トング越しに胸を触ってしまった! その償いになんでもするといったつぐはに鏡花が求めたものとは!?
ああ、鏡花、猫に触れたかったんですね。でもそこらへんうろついてる猫とか、見た目には可愛くても、鏡花的には到底触れるものではないでしょう? 実際、完全装備で臨むもんだから猫もこわがっちゃって、いやまあそりゃそうだ。でも、猫の口には雑菌がいっぱい! 口に限りませんけどね、でも、自分にはどうしても触れることのできない猫のこと、つぐはに実況してもらってちょっとだけ満足を得るの、これすごく面白かった。できないことをを、できないながらもなんとか体験したいと思うのがいい。その際に友達に助けてもらおうとするのがいい。ええ、自分でもつきあいづらい性質と理解している自分。なのに敬遠することなく、関係を断たないでいてくれるつぐはのこと、いつしか大切なひとりとして認識するにいたっていたんですね。
頑張って触れあった、小指と小指の先の関係。少しずつ深まっていく関係が、トング越しから指先、そしてこの先にはどこまで? 可視化されるのも悪くない。いい仕掛けになっていると思ったのでした。

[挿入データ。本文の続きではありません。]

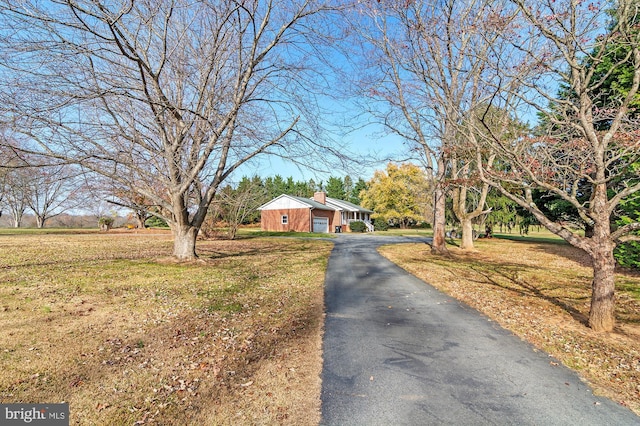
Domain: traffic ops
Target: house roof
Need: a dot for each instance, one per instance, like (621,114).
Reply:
(345,205)
(285,201)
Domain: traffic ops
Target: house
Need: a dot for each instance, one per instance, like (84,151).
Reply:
(317,214)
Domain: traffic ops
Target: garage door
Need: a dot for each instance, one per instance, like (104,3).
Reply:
(320,224)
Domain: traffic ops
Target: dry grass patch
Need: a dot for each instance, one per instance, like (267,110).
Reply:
(109,324)
(541,292)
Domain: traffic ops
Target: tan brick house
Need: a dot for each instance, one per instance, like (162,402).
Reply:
(317,214)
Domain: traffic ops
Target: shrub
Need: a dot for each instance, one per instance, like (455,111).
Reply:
(156,222)
(380,225)
(105,223)
(357,226)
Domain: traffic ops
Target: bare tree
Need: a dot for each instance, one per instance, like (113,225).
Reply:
(176,94)
(17,194)
(586,148)
(53,190)
(236,205)
(425,61)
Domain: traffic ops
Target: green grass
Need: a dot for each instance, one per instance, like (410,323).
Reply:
(546,239)
(113,324)
(396,232)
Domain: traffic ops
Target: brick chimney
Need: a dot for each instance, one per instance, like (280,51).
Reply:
(320,197)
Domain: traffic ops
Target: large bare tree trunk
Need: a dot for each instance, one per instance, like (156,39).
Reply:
(602,312)
(467,234)
(438,246)
(184,242)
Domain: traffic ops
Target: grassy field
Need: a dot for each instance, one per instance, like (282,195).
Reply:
(540,290)
(112,325)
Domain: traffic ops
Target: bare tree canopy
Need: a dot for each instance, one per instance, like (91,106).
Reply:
(168,98)
(424,62)
(562,58)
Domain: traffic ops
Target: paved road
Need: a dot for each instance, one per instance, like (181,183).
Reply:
(399,352)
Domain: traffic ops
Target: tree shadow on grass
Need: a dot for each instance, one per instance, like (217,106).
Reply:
(525,287)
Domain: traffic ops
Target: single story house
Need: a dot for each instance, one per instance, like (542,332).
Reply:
(317,214)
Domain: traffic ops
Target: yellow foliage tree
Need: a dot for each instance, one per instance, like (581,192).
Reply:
(400,195)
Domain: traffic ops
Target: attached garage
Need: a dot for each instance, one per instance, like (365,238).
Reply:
(321,224)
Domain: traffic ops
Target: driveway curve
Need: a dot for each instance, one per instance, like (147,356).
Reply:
(399,352)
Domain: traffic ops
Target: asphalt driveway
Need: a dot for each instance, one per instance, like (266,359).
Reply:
(399,352)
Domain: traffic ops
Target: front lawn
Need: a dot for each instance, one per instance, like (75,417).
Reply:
(111,324)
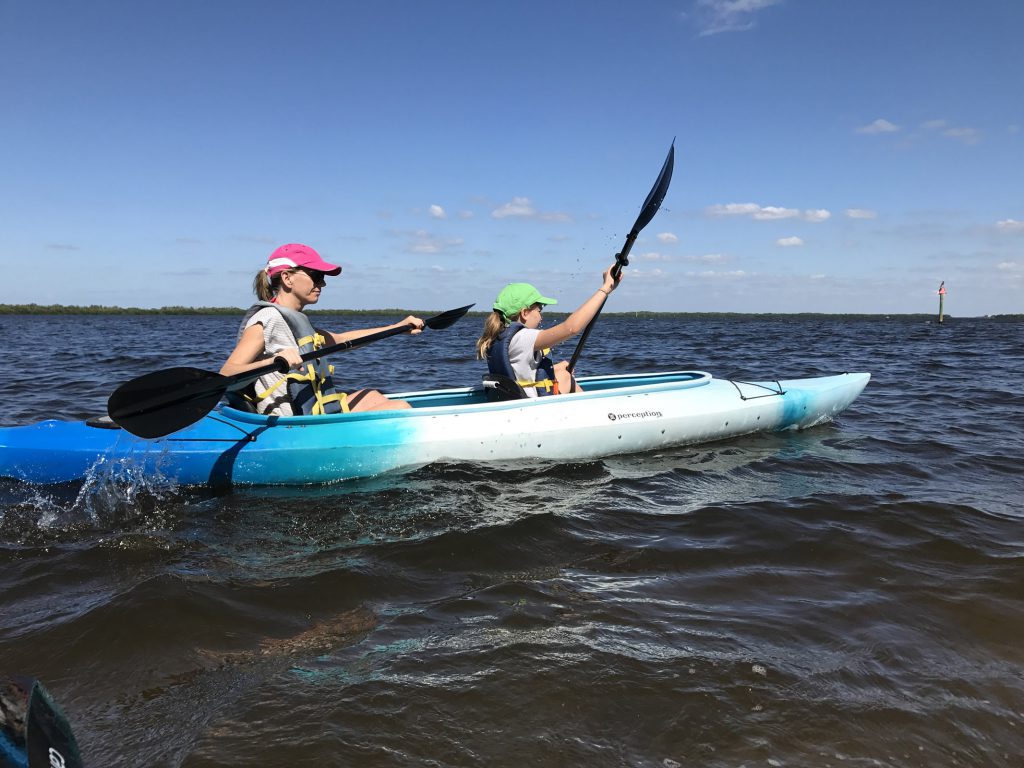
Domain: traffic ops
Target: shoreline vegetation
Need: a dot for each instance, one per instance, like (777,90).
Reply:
(6,309)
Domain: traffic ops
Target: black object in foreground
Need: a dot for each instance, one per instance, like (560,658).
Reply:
(650,207)
(164,401)
(33,730)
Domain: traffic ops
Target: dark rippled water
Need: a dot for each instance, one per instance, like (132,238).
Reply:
(852,595)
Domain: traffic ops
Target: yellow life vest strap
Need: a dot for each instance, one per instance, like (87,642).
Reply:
(340,397)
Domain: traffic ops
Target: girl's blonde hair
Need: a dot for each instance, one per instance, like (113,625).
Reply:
(493,328)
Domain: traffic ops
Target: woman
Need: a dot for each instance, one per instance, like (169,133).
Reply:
(276,327)
(514,346)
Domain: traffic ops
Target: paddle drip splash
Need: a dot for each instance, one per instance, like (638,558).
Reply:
(116,496)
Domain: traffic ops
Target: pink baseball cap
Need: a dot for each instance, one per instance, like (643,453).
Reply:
(296,254)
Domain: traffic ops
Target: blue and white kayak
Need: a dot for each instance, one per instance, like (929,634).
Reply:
(613,415)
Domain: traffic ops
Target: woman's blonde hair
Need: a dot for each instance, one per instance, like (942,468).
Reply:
(493,328)
(265,288)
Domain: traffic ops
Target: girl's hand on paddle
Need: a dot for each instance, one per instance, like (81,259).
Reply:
(292,355)
(610,283)
(413,321)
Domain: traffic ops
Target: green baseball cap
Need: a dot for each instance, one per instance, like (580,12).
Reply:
(517,296)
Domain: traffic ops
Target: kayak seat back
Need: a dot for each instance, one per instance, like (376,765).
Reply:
(240,402)
(499,388)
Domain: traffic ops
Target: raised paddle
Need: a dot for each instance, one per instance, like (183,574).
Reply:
(164,401)
(650,207)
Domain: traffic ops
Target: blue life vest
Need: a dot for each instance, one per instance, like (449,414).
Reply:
(310,389)
(499,363)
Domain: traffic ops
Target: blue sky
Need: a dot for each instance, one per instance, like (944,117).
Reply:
(830,156)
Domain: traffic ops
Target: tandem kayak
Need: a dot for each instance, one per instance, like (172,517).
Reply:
(614,415)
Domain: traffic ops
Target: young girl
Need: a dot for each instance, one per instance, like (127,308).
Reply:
(514,346)
(276,327)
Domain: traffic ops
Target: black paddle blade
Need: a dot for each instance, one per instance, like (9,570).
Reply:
(50,741)
(33,730)
(442,321)
(164,401)
(657,192)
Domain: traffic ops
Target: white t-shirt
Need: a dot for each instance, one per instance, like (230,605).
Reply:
(523,358)
(276,336)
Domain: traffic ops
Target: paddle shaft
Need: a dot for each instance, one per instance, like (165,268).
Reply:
(650,207)
(280,365)
(163,401)
(622,258)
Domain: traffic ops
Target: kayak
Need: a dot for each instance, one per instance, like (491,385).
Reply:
(619,414)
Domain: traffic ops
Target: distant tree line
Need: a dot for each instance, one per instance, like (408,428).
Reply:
(231,310)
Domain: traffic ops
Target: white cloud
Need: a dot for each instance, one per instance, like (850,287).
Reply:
(767,213)
(712,274)
(424,242)
(733,209)
(967,135)
(519,207)
(715,16)
(879,126)
(523,208)
(773,213)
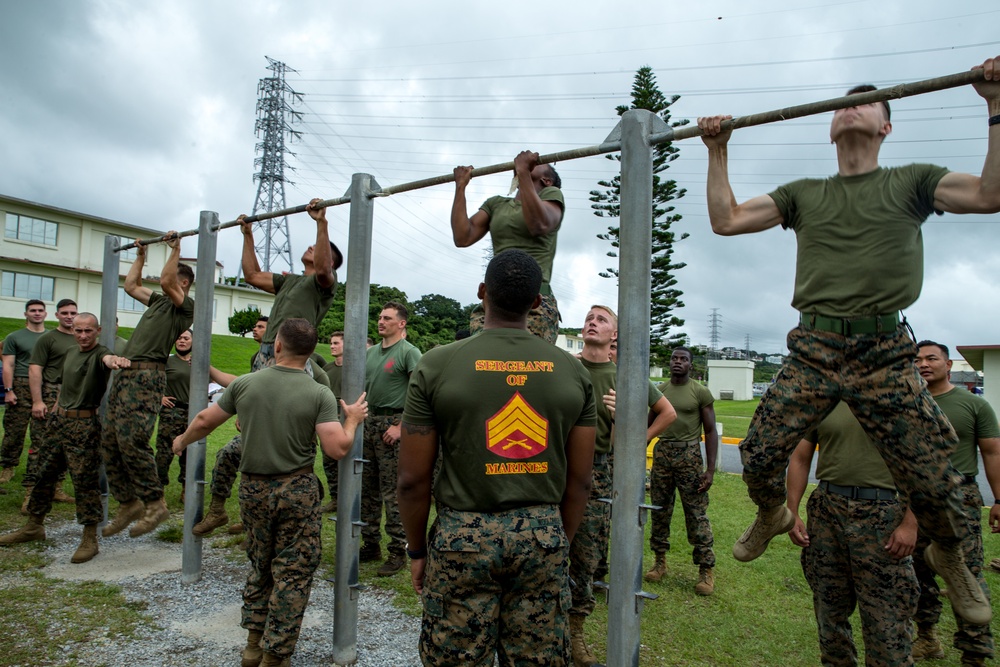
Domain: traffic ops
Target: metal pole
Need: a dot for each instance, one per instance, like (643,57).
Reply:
(201,349)
(350,468)
(628,494)
(109,327)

ところでです、新品の無機物なら問題ない、これちょっとわかる。うん、ちょっとわかるんですね。
『ダブルぼっち』
小さなころから転校がちで、人づきあいがすっかり苦手になってしまっている相川こゆず。お昼にひとりになれる場所を探して辿り着いたその場所で、出会うは同じくぼっちの吉田美月。でも、ふたりそれぞれぼっちでもぼっちの方向性が違うというか、スタイルが違うの、これが面白かったです。

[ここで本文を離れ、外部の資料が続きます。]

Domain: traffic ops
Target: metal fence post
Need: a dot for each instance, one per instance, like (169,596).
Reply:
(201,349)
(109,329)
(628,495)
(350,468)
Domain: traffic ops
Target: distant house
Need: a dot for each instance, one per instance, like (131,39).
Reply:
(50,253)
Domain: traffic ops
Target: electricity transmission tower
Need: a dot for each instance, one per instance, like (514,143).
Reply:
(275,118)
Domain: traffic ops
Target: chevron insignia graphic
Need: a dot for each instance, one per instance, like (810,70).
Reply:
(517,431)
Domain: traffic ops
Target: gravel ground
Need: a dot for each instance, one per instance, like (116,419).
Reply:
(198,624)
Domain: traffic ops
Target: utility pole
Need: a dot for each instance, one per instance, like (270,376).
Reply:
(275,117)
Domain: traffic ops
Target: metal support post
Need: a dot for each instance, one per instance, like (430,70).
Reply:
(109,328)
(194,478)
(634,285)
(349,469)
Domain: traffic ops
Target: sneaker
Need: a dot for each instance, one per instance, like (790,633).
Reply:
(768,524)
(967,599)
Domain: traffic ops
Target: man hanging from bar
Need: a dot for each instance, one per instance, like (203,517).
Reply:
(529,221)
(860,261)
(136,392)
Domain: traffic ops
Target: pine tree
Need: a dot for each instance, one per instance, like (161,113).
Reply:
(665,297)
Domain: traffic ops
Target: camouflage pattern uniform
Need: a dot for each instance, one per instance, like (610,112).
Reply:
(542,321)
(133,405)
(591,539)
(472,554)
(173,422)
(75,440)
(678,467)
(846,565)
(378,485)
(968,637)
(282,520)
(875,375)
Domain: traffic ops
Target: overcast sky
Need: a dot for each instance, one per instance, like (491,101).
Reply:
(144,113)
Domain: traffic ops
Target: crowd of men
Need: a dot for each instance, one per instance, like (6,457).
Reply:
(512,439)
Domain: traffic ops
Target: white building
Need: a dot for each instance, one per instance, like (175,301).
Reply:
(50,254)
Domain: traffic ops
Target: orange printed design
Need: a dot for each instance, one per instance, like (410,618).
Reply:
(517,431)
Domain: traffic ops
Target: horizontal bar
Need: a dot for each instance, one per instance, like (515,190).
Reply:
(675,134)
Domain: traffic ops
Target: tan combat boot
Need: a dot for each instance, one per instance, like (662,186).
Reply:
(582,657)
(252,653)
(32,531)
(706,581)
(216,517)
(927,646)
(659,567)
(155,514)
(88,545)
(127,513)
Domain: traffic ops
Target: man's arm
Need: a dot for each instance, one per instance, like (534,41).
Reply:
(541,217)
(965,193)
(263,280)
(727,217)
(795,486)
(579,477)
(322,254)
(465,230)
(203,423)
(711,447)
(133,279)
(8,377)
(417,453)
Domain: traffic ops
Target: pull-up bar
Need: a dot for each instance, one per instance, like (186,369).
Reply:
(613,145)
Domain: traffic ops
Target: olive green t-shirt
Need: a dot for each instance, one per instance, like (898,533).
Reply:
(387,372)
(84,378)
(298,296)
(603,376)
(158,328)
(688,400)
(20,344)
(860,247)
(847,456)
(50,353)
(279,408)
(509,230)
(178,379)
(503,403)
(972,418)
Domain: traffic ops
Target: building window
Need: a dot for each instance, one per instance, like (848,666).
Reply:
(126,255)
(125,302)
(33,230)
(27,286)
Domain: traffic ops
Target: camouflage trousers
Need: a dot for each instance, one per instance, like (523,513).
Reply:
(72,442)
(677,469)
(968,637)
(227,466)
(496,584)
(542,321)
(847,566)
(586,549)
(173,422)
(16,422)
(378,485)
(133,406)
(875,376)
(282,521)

どちらかというと、ぼっちをネガティブに捉え、できれば友達がほしいなあって思っているこゆず。対して、ひとりでいることをなんら苦にせず、むしろ進んで孤独であろうとし、ひとりを楽しんでいる美月。ほんと対極! でもって、この美月、お昼にカップ麺食べてるんですけど、残り汁におにぎり投入とかね、見た目クールな美人なのにやることがギャップあって面白い。基本、美月は相手の気持ちを斟酌しないから、どうにもこゆずが空回りしがちだけど、ちゃんと言葉にして伝えたら応えてくれるのもいい感じでしたね。ええ、なんか文化が違う感じがするんです。
ガール・ミーツ・ガールというのか、異文化交流といった方がらしいのか、ちょっとぎこちなくて、でもまったくわかりあえないほどではない微妙な距離感。それがね、面白かったり心地よかったり、そして時に見せる優しさ? 連絡先を交換しなくともまた明日も会えるでしょう? ええ、素敵な応答だったと思います。